Incoming US president Donald Trump's plan to slash corporation tax in the US could wipe out any possible boost for Ireland that would result from higher global growth, a forecaster says.
Merrion Capital said that global growth is expected to pick up over the coming months, in part thanks to Mr Trump's spending plans. However, in its latest quarterly bulletin the firm thinks any gains for Ireland could be lost as a result of US tax changes.
"The possibility of lower US corporate tax rates and talk of trade tariffs being imposed by the Trump administration could potentially outweigh any positives," it said.
Meanwhile, the potential impact on Ireland of Brexit is unknown and unknowable, analysts at Merrion said.
It does, however, highlight a threat to indigenous Irish firms in the report, which notes that 30pc of Irish firms are dependent on the UK market for jobs.

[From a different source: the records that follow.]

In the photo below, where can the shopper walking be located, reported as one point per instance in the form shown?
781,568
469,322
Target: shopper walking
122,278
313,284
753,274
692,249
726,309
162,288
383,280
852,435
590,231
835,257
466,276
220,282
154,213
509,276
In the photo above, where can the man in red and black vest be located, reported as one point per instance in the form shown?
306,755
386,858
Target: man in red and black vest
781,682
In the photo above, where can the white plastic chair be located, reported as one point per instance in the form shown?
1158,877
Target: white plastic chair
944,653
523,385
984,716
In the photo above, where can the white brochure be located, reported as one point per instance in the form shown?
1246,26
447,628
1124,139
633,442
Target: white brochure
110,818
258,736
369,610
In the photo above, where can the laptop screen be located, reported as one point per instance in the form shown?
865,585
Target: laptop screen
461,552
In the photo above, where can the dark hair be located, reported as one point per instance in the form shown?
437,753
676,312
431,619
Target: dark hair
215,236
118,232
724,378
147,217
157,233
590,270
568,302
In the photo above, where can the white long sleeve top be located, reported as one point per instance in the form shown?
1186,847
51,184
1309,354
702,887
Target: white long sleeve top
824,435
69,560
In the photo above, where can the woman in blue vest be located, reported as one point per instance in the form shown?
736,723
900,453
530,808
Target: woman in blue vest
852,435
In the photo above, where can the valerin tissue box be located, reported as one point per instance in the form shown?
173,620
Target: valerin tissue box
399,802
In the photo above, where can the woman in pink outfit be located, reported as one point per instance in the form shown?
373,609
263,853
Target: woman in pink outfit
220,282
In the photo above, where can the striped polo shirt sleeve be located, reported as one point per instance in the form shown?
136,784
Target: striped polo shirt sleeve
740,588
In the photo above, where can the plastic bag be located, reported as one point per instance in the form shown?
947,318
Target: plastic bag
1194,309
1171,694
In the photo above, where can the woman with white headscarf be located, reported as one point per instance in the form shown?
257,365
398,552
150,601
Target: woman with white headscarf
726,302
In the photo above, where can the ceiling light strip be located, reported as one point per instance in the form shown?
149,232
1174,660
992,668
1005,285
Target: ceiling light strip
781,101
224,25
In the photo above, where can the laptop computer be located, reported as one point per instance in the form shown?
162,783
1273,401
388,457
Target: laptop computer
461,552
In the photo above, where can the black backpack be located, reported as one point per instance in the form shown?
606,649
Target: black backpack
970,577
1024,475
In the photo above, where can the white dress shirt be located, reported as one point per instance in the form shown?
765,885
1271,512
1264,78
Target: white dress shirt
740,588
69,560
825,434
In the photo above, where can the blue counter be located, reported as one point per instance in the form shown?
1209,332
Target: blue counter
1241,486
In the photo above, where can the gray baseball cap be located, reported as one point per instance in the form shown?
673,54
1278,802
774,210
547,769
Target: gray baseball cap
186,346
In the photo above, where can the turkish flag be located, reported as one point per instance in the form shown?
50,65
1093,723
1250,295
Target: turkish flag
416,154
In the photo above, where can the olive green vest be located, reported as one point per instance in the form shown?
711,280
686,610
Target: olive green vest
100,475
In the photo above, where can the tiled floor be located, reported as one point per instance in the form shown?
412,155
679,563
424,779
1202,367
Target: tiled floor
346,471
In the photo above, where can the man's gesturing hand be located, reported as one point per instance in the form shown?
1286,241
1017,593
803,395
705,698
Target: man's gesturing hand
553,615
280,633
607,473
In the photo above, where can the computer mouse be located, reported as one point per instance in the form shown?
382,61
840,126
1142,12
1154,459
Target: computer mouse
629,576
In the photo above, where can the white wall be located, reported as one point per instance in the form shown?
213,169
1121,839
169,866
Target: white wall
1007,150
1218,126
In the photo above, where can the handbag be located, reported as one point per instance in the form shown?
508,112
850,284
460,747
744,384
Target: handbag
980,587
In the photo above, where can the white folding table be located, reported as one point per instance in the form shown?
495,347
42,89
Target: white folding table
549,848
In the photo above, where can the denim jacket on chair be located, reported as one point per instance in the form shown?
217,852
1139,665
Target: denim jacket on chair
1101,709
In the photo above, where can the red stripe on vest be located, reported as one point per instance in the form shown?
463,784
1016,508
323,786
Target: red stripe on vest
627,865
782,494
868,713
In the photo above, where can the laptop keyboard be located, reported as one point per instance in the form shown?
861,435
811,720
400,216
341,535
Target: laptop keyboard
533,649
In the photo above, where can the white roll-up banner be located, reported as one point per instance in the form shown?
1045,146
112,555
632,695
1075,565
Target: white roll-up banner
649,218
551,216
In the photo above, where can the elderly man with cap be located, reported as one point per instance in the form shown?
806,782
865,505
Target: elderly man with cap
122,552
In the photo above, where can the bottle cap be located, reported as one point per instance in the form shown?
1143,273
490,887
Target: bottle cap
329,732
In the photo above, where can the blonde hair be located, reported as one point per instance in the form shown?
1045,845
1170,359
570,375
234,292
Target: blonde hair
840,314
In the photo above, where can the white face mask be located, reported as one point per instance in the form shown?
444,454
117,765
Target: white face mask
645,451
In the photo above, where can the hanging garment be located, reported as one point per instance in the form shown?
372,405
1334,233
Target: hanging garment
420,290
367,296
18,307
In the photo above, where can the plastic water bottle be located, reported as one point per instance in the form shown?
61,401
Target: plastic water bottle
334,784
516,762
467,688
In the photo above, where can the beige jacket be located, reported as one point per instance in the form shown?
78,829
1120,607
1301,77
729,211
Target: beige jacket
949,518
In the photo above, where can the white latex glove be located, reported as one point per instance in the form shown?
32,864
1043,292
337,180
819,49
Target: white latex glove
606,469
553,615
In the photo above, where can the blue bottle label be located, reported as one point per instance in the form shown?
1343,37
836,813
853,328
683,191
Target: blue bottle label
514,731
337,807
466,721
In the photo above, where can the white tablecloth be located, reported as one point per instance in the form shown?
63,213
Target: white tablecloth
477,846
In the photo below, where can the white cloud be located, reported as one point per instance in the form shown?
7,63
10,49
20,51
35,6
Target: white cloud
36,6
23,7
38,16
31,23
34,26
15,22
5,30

It says that businesses in the agri-foods sector are likely to be particularly vulnerable to the introduction of tariffs or barriers to trade.
Merrion estimates that economic growth in Ireland last year was between 4pc and 4.5pc, with the firm forecasting a drop below 4pc this year.
Irish consumers kept spending in 2016 the report said, albeit the level of increases slowed to between 2.7pc and 3pc.
The firm said that it expects unemployment to continue its downward trajectory over the course of the year, with the national rate of joblessness forecast to fall to 7.4pc. It said it expected 35,000 jobs to be created in the economy in 2017.
The housing crisis - particularly in Dublin - is likely to mean that property prices continue to go up, with rises of between 6pc and 9pc expected across the country as a whole.
The report also noted that wage inflation is likely to prove a burden for policymakers in the year ahead, with increased pay demands in the public sector likely to continue.
The report says unrealistic pay demands are "the last thing" the economy needs given external uncertainties.